Moins qu'on ne le croit, tant que la sandbox reste active. --ask-for-approval never retire le point de contrôle humain, mais workspace-write confine toujours les écritures et le réseau reste fermé sauf si vous l'avez ouvert. Il devient dangereux à l'instant où on l'associe à danger-full-access.
Qu'appelle-t-on le « mode unsafe » de Codex ?
Aucun flag ne porte ce nom. « Mode unsafe », « mode dangereux » et « run dangerously » désignent selon les gens danger-full-access, --yolo ou -a never, qui sont trois choses différentes. Vérifiez ce qu'un tutoriel veut vraiment dire avant de copier la commande.
Comment autoriser le réseau à Codex sans passer en accès complet ?
Mettez network_access = true sous [sandbox_workspace_write] dans config.toml, ou passez -c sandbox_workspace_write.network_access=true pour une seule exécution. Les écritures restent confinées à l'espace de travail ; seul le réseau s'ouvre.
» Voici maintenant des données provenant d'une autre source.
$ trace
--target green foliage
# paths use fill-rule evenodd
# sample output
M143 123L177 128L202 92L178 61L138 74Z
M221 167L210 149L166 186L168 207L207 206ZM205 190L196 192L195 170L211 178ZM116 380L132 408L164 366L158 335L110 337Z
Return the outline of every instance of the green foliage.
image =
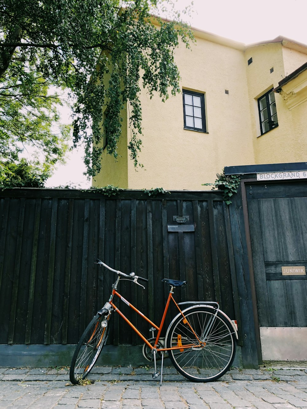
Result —
M105 195L106 196L110 197L111 196L115 196L119 191L124 189L117 187L117 186L114 186L113 184L108 184L104 187L92 187L90 190L94 192L98 192L99 193L102 193L103 195ZM88 191L88 190L87 191Z
M223 198L226 204L230 204L230 198L234 193L237 193L241 180L239 175L226 175L224 171L221 175L217 173L217 179L214 183L203 183L202 186L213 186L212 190L217 188L223 192Z
M271 379L273 382L280 382L280 378L277 376L275 376L275 375L271 375Z
M156 187L155 189L151 188L151 189L142 189L142 190L144 193L146 193L149 196L152 196L153 197L156 196L159 193L164 194L171 193L167 190L164 190L163 187Z
M43 187L50 176L38 164L29 163L24 158L18 164L0 162L0 188Z
M52 127L58 121L59 102L56 93L48 92L52 85L69 90L74 144L84 144L89 175L101 169L103 123L106 151L117 157L126 103L132 130L128 147L136 166L142 145L140 87L163 101L179 92L174 50L180 40L188 47L193 38L174 11L170 22L152 18L156 7L168 2L134 0L122 9L118 0L3 0L2 157L16 160L27 144L42 152L50 167L63 158L69 130Z

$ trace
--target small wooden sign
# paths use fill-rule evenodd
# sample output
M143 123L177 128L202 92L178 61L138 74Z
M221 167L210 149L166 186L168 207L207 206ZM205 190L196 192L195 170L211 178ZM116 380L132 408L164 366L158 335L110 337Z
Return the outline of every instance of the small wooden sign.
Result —
M283 276L305 276L306 271L304 265L288 265L282 267Z

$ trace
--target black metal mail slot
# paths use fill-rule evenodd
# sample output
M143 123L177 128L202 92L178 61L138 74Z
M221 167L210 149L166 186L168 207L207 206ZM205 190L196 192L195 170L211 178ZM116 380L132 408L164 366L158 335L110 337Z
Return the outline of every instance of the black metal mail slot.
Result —
M168 231L194 231L194 225L167 225Z

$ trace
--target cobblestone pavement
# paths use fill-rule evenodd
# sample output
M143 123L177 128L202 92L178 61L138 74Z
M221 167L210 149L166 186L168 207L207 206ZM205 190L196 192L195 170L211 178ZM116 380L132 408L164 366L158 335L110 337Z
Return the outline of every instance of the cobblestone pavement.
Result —
M0 368L0 409L282 409L307 408L307 369L233 369L194 383L165 368L162 386L145 367L95 367L73 386L67 368Z

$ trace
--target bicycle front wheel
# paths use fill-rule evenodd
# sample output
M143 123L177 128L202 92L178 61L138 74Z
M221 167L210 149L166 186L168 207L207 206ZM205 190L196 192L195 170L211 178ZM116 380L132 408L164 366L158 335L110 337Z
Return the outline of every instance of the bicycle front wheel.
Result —
M108 320L97 314L86 328L72 357L69 378L74 385L80 383L90 372L106 341Z
M231 324L220 313L200 307L184 312L173 324L167 337L169 355L177 370L190 380L215 380L229 369L235 353ZM182 348L180 348L182 347Z

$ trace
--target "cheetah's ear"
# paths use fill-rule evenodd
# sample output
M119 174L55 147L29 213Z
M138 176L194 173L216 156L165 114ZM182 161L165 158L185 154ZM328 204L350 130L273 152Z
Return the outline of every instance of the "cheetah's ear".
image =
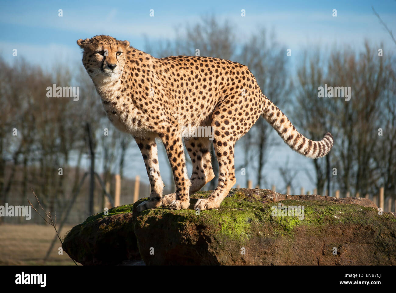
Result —
M129 46L129 42L128 41L122 41L121 42L125 45L125 46L127 48Z
M80 39L79 40L77 40L77 44L82 49L86 49L89 41L89 39L86 39L85 40Z

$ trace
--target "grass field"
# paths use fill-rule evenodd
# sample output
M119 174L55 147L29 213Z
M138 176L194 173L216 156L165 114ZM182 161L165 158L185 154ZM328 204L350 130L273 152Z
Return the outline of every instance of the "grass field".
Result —
M63 227L59 233L61 239L72 227ZM55 235L53 227L48 224L0 225L0 265L75 265L66 253L58 254L61 246L59 239L44 262Z

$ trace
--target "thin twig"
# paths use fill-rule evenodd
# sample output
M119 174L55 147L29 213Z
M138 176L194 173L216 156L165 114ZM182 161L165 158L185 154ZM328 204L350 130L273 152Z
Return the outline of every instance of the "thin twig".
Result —
M51 214L51 212L48 212L48 214L47 213L47 212L46 212L45 210L44 209L44 208L41 205L41 204L40 203L40 201L38 200L38 198L37 197L37 196L36 195L36 193L34 192L34 191L33 190L32 188L30 188L30 190L32 191L32 192L33 193L33 195L34 195L34 197L36 198L36 200L37 200L37 203L38 204L38 205L40 206L40 207L41 208L41 209L43 210L43 211L44 212L44 213L46 214L46 216L47 217L50 219L51 222L50 223L48 221L47 221L46 219L44 219L44 218L43 218L42 216L40 214L40 213L39 212L38 212L38 211L36 209L36 208L34 206L33 206L33 204L30 202L30 200L29 200L29 199L27 199L27 202L29 203L29 204L30 204L30 206L32 207L32 208L37 213L37 214L38 214L39 216L40 216L40 217L43 220L45 221L47 223L48 223L48 224L49 224L51 226L53 227L53 228L55 229L55 232L56 232L56 235L58 236L58 238L59 239L59 241L61 241L61 244L63 245L63 242L62 242L62 239L61 239L61 237L59 236L59 233L58 233L58 230L57 230L56 229L56 212L55 212L55 222L54 222L53 220L52 220L52 216ZM76 262L74 261L74 259L72 258L72 260L73 261L73 262L74 263L74 264L76 264L76 266L78 265Z
M381 24L382 24L383 26L385 28L385 29L388 31L389 35L390 35L390 37L392 38L392 40L393 40L395 44L396 44L396 40L395 39L394 37L393 37L393 34L392 33L392 31L389 29L389 28L388 27L388 26L386 25L386 24L383 21L383 20L381 19L379 15L377 13L377 12L375 11L375 10L374 9L374 7L372 6L371 8L373 9L373 11L374 12L374 14L375 14L375 15L378 18L378 19L379 19L379 22L381 23Z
La sandbox de Codex fonctionne-t-elle sous Windows ?
Oui. Depuis PowerShell, elle utilise une sandbox Windows native, avec ou sans élévation ; sous WSL2, elle utilise le mécanisme Linux (bubblewrap et seccomp). Les valeurs de --sandbox et les clés de config.toml sont identiques sur toutes les plateformes.
La sandbox arrête-t-elle la prompt injection ?
Elle confine ce qu'une commande injectée peut toucher ; elle n'arrête pas l'injection. Un README malveillant peut toujours pousser le modèle à écrire du code non sécurisé, ou à demander une escalade qu'un humain fatigué approuve. Gardez la sandbox active, et ajoutez une couche qui vérifie le code et les commandes, pas seulement les chemins de fichiers.